Una cura per molti disturbi

Non deve quindi stupire che questa terapia sia utilizzata per curare con successo molti disturbi, con il supporto della letteratura scientifica. Le evidenze di efficacia più robuste riguardano l’emicrania e le altre forme di mal di testa, dove l’agopuntura si è dimostrata persino più efficace dei farmaci. L’OMS e il National Institutes of Health (NIH) ritengono poi l’agopuntura efficace in molti altri disturbi, tra cui spiccano la nausea in gravidanza e la nausea durante chemioterapia.

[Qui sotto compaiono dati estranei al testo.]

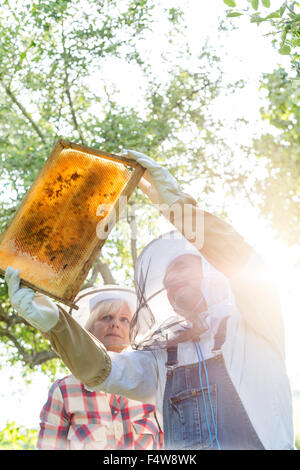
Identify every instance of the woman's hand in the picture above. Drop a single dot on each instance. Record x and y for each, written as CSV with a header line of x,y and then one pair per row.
x,y
37,309
158,183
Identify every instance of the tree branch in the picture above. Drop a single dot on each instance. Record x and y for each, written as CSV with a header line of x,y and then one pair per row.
x,y
23,110
68,92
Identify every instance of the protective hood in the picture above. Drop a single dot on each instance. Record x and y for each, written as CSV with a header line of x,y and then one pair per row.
x,y
156,323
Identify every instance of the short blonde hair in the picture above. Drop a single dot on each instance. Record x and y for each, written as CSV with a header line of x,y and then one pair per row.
x,y
104,307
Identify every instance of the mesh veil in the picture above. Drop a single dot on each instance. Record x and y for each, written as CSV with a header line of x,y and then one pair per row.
x,y
156,325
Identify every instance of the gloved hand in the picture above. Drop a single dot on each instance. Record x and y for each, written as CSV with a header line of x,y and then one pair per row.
x,y
167,188
37,309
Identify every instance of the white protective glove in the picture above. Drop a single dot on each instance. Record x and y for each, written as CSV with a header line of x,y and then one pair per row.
x,y
165,184
37,309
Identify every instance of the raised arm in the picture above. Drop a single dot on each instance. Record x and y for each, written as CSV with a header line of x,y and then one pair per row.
x,y
131,374
224,248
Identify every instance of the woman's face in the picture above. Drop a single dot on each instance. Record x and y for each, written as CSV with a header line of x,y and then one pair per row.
x,y
183,284
112,328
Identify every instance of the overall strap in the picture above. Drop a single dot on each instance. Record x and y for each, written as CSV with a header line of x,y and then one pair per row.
x,y
220,336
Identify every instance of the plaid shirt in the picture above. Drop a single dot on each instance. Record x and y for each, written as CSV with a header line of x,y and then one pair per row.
x,y
74,418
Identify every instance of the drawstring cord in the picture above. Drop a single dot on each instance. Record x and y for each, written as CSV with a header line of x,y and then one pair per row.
x,y
197,345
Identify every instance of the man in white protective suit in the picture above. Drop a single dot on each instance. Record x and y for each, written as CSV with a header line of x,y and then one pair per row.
x,y
208,333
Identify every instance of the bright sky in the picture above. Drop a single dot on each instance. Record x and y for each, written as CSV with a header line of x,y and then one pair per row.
x,y
249,54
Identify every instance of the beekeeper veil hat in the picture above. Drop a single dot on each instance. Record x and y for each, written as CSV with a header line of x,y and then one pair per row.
x,y
156,323
87,299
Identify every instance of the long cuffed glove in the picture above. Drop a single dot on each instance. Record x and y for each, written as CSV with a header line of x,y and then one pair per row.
x,y
165,184
37,309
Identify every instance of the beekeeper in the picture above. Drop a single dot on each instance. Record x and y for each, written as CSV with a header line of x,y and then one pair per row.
x,y
74,418
208,333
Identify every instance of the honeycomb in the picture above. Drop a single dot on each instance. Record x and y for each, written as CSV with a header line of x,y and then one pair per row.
x,y
54,231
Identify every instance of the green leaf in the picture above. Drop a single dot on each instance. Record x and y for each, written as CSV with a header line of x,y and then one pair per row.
x,y
233,14
275,14
285,50
230,3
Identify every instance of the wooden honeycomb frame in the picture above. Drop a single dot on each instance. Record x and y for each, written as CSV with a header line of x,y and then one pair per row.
x,y
121,169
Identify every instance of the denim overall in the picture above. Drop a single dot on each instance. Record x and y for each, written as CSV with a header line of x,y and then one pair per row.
x,y
187,408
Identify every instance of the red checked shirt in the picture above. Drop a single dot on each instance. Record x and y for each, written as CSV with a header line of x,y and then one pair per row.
x,y
74,418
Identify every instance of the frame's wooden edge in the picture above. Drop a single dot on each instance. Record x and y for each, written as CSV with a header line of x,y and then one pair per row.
x,y
25,283
127,191
54,150
98,153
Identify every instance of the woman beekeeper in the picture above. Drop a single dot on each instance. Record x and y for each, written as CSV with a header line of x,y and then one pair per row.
x,y
75,418
208,333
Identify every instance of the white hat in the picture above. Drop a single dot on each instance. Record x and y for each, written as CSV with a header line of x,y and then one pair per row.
x,y
88,298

I disturbi del sonno possono essere curati in modo brillante con l’agopuntura, e questo è molto importante nell’ottica di contenere l’uso degli ipnoinducenti che possono indurre abuso e assuefazione. Inoltre molti disturbi ortopedici, in primis la lombalgia, ma anche i disturbi del ginocchio e della spalla, si giovano dell’agopuntura, per i suoi effetti antalgici, antinfiammatori e decontratturanti. L’elenco sarebbe molto lungo e non è possibile qui essere esaustivi, ma chi fosse  interessato può trovare un sito interamente dedicato all’agopuntura  con svariate pagine di approfondimento.

 

Agopuntura su orecchio

 

L’agopuntura è una terapia sicura

Il valore aggiunto dell’agopuntura è il fatto di essere quasi totalmente priva di effetti collaterali. Quello che può accadere dopo una seduta è al massimo qualche ematoma, che scompare dopo qualche giorno, ed una lieve dolenzia anch’essa transitoria nei punti dove sono stati infissi gli aghi. A proposito degli aghi, va sottolineato che essi sono sterili e monouso, per cui il rischio di infezione è inesistente. L’ottimo profilo di sicurezza, unito alla sua grande efficacia, rende quindi l’agopuntura una terapia estremamente vantaggiosa, che può essere affiancata ai farmaci tradizionali per ridurne i dosaggi e le reazioni avverse, e in molti casi sostituirli.